Oh ok, so the “test set” would in my case be real time data, right?
The data I would read from a CSV would be data from our sensor that I will log this weekend. The data used at run time will be received via said sensor. I sadly can’t go into much detail how exactly this data looks but I can try an abstract version.
We receive messages from a different devices, multiple per second.
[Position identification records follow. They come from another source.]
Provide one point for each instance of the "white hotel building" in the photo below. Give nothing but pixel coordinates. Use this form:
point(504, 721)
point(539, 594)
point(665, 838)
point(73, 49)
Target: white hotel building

These messages can be different types, let’s make up some that do not represent what data we really receive: X, Y, and Z.
We start at index i = 0; The sliding window is of size 10.
The array I am filling is created like this:
INDArray array = ND4j.create(10, 4) // 10 samples, 4 fields per sample
When I receive X or Y I set
temp_x_value = message.getData();
or
temp_y_value = message.getData();
When I receive Z messages I set
array.put(i, 0, temp_x_value);
array.put(i, 1, temp_y_value);
array.put(i, 2, message.getData());
i++; // Increase counter when receiving Z messages
now when the sliding window is full, I’d like to pass the data into the network and afterwards compare the tresholds with the output
normalizer.transform(array); // Normalizer is at this stage loaded from disk
INDArray output = model.outputSingle(array); // Do I want outputSingle() ? I need 1x4 array output
boolean valuesAreValid = true;
for (int n = 0; n < FEATURE_COUNT; n++) {
// I bet there is a better way?
valuesAreValid &= output.getDouble(n) <= tresholds.getDoubel(n);
}
After all this I set the index i to 0 again and put a new INDArray in arrays place. In reality we have multiple devices, which can dynamically register and unregister, so the INDArrays are attached to the “instances” of these connections. Something along the lines of:
Message message = receiveMessage();
int id = message.getDeviceId();
INDArray slidingWindow = devides[id].pushMessage(message); // The counting and buffer filling part
if (null != slidingWindow) {
bool deviceValid = detector.detect(slidingWindow); // The preprocessing and evaluation part
if(!deviceValid) {
deviceManager.signalInvalidDevice(id);
}
}
Now I have to admit, I’ve never worked with pandas before and as far as I understand ND4j is designed to be a Java version of said library. I am not sure if what I am doing with the INDArrays is correct.